Rader teneva appunti dettagliati sulle sue vittime e sugli omicidi, ma molti erano mescolati a scritti su fantasie e sogni a occhi aperti. In uno dei suoi quaderni, Rawson ha trovato il proprio nome accanto a una data e a dei codici relativi a pratiche di bondage e sesso. Durante una visita in carcere, lo ha affrontato direttamente. Rader ha negato di aver mai abusato sessualmente di lei o di qualsiasi membro della famiglia — sostenendo di aver solo fantasticato su ciò — ma Rawson racconta di essere esplosa. Lo ha rimproverato con rabbia per quanto la sua vita di assassino fosse intrecciata con la loro. Quando ha finito, se n’è andata. Dice che la persona seduta di fronte a lei non era più il padre che conosceva. E che per questo ha smesso di cercare di dare un senso ai motivi per cui lui ha commesso quei crimini.

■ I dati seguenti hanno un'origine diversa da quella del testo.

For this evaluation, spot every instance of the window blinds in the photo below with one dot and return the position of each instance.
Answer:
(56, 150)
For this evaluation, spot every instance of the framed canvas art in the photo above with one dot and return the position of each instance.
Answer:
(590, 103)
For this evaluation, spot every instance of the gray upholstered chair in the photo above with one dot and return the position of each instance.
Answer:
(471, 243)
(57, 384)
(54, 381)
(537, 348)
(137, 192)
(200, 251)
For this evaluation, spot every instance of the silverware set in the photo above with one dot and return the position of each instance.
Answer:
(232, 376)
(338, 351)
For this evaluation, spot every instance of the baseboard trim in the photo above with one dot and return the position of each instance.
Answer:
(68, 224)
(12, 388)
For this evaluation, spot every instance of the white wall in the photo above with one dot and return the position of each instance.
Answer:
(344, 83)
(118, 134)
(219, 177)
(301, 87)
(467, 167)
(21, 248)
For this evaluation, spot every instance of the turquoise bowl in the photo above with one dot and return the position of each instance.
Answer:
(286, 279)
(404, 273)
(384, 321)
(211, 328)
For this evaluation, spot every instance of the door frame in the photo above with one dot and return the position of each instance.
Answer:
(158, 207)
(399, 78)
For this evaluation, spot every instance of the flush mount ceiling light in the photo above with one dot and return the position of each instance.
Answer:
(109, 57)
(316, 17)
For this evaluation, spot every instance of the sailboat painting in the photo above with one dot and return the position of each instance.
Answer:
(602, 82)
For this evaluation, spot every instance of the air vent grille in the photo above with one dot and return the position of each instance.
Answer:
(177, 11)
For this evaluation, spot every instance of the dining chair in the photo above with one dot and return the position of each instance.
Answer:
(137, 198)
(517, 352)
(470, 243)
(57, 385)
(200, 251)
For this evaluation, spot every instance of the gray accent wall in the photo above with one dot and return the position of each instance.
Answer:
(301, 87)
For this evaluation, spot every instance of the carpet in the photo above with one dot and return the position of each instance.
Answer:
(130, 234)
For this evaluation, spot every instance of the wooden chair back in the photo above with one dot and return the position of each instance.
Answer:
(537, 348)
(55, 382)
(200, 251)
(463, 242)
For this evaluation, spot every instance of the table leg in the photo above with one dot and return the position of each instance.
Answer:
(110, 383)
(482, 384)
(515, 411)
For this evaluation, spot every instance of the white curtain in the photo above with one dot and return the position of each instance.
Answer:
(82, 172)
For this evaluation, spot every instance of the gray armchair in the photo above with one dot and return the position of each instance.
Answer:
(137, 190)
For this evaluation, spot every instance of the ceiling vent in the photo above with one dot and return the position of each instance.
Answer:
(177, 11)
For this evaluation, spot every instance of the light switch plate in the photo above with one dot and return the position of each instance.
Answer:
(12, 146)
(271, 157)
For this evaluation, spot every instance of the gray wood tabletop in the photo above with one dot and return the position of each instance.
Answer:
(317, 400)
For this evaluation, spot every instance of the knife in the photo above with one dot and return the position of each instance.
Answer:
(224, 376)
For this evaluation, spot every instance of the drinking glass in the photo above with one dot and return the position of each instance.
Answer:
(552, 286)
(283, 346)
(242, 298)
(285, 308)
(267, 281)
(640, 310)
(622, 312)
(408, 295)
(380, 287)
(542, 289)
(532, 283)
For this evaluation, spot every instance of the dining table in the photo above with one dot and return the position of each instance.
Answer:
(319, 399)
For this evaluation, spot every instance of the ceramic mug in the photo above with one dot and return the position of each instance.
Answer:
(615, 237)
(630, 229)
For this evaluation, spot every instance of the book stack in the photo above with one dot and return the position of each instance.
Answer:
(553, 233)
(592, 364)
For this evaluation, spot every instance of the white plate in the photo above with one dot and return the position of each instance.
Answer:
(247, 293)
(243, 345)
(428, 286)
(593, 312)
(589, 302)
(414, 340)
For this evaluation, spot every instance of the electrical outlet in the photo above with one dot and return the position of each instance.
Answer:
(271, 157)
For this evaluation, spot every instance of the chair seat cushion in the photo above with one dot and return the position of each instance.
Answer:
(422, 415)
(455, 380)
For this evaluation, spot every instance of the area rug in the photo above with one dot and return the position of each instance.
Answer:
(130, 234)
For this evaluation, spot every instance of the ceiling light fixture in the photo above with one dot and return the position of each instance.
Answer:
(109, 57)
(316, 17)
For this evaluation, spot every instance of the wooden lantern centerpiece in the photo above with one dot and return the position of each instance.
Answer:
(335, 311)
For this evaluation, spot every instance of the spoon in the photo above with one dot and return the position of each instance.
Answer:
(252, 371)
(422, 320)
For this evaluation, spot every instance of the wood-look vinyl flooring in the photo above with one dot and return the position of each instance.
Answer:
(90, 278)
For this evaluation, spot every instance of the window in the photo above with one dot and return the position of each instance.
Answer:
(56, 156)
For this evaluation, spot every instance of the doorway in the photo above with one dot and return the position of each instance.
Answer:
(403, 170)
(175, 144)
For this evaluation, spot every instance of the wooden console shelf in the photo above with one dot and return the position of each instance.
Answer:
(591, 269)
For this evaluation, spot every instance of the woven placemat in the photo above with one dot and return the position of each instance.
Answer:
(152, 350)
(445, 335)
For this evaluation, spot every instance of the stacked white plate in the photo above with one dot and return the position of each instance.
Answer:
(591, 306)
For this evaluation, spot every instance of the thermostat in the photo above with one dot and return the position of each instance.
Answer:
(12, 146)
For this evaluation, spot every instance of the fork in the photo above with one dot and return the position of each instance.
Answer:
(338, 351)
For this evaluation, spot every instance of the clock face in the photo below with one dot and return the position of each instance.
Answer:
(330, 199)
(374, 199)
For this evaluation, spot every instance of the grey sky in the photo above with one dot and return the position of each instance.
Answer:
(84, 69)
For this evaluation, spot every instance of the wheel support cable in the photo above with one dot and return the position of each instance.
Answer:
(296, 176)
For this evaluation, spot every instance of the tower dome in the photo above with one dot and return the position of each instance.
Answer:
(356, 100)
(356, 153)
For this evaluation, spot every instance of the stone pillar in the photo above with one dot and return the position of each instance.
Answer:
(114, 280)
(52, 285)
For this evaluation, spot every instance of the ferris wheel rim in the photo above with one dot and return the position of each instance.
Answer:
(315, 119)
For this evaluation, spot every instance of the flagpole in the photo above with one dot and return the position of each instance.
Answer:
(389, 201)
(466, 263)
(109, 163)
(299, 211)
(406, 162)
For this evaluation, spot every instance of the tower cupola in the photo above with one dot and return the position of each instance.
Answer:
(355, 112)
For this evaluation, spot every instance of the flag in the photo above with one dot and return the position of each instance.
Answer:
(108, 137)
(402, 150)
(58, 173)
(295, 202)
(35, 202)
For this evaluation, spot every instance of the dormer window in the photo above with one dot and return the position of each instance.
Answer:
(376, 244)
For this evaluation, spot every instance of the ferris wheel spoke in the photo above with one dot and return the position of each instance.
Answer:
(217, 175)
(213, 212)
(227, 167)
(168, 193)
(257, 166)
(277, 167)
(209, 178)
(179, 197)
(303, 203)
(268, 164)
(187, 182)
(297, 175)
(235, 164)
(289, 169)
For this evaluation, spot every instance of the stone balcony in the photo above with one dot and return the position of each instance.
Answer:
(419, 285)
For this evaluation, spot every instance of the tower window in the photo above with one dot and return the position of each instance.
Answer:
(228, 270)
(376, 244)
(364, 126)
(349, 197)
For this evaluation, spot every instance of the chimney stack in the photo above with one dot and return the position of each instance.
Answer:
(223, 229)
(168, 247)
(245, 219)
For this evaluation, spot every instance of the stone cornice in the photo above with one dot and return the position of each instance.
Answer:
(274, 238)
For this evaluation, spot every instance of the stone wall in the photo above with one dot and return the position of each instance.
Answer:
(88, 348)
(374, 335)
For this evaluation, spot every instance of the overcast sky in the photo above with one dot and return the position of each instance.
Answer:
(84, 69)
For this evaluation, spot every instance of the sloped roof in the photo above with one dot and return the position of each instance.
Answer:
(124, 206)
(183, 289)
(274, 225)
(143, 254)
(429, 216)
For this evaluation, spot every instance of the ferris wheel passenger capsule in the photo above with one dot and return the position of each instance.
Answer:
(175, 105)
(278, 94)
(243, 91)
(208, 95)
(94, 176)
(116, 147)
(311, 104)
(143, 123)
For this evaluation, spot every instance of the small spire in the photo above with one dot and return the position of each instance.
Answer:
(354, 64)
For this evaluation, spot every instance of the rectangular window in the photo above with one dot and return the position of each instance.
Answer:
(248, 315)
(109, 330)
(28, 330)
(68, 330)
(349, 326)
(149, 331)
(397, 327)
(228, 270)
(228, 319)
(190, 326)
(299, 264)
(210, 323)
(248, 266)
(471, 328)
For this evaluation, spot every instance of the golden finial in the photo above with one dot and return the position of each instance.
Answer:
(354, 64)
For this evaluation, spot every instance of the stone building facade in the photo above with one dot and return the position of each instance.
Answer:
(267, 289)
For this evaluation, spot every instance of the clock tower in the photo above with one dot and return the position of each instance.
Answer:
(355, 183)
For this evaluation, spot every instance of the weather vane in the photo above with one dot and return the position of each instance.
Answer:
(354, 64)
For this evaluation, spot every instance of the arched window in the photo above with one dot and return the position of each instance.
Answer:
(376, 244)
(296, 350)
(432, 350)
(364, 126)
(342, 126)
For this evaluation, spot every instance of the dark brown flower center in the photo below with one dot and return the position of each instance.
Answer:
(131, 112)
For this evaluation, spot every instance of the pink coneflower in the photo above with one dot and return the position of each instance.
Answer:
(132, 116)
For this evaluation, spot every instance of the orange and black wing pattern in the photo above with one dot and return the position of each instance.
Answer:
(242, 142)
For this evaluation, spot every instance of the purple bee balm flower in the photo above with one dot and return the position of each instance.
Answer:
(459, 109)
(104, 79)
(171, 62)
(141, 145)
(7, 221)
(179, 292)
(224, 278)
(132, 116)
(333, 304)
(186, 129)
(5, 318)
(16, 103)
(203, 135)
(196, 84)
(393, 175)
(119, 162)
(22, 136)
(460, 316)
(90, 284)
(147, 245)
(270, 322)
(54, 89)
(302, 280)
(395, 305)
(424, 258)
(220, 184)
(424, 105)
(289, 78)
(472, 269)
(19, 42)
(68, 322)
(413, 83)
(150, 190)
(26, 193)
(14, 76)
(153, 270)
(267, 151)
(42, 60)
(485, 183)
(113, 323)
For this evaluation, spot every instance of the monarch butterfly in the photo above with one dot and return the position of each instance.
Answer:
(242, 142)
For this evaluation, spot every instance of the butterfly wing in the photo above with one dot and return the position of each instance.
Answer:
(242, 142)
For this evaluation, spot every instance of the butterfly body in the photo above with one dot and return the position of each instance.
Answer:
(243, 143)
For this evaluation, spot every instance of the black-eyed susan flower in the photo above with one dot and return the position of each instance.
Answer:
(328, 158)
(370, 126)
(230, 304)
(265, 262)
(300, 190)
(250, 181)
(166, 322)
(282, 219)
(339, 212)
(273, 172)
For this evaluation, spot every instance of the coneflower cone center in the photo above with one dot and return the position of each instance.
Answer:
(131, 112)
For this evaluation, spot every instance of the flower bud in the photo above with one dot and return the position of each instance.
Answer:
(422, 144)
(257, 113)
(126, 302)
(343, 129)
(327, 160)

Rawson afferma che continuerà il suo lavoro con i gruppi di sostegno alle vittime, ma ora sta cercando di capire come possa essere la sua vita — i suoi ricordi, la sua carriera — senza di lui e senza la sua ombra. A 80 anni, Rader sta ancora scontando le sue condanne consecutive all’ergastolo e non verrà mai rilasciato. Rawson dubita che andrà mai più a trovarlo.
«Piangerò quei ricordi, quella bambina e quella famiglia. Ho perso tutto», dice. «Ma non voglio più dargli nulla di me».